Saya memaham. Saya justru menghormati dan mengapresiasi kekhawatiran, kemudian mengingatkan kepada DPR karena memang DPR terkhusus Komisi 1 terwujud lagi panja punya pemikiran yang sama, punya keprihatinan yang sama dengan seluruh elemen bangsa yang mereduksi bahwa undang-undang ini menjadi belok, undang-undang ini dijadikan alat kekuasaan kembalinya Dwifungsi ABRI, kemudian TNI menguasai sektor-sektor jabatan sipi.

Bahkan ada yang lebih serem lagi berkomentar, apakah Indonesia mau di Myanmarkan. Kami menghargai kekhawatiran itu, juga ada di kami di Panja di Komisi 1. Nah kami berulang-ulang menayakan itu, tinggal sekarang soal kepercayaan, apakah kepercayaan ini juga akan dibangun, karena kalau rakyat tidak ada kepercayaan kepada pemerintah, kemudian pemerintah tidak nyaman memberikan itu, juga tidak membangun sebuah demokrasi yang bagus.

Demokrasi yang bagus itu titik awalnya adalah kepercayaan yang dibangun bersama, karena persatuan dan kesatuan itu, keutuhan NKRI ini, karena ada kepercayaaan.
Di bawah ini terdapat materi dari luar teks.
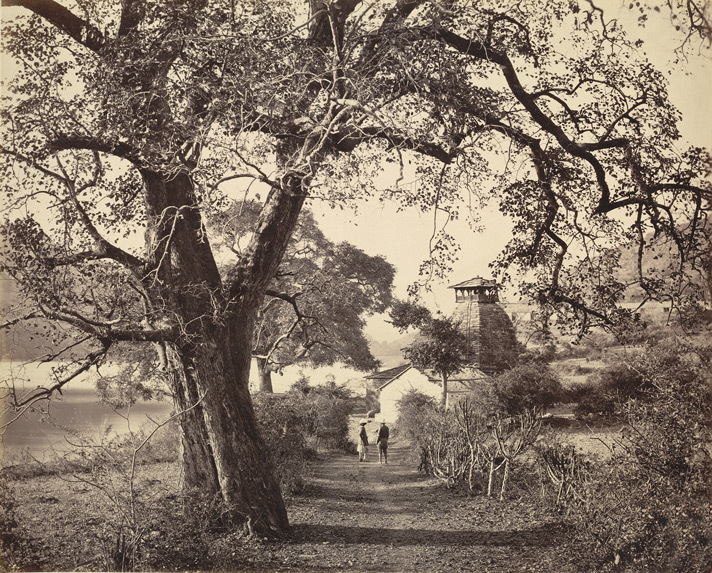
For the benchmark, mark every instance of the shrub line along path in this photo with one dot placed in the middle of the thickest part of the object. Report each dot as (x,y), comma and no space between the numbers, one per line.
(352,516)
(365,516)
Satu suku dengan suku yang lain, satu bahasa dengan bahasa yang lain, karena ada kepercayaan.

Kalau misalkan hari ini terus-menerus digelindingkan seolah-olah tidak percaya kepada DPR, lalu konteks demokrasi kita bagaimana?

Bukankah trust ini muncul kalau seluruh prosesnya transparan?

Sebenarnya hari ini saya merasa tidak ada yang tertutup, kalau saya pribadi sebagai pelaku panja, dan bahkan ketua panja mengatakan bahwa pembahasan ini bersifat terbuka bukan tertutup. 

Semua fraksi setuju, kalau catatan PKB apa saja?

Fraksi PKB mensyarakatkan soal penguatan supremasi sipil, penempatan penempatan prajurit aktif hanya mencakup kementerian/lembaga yang membidangi strategi yang terkait pertahanan, keamanan. Rinciannya ada 14 kementerian/lembaga.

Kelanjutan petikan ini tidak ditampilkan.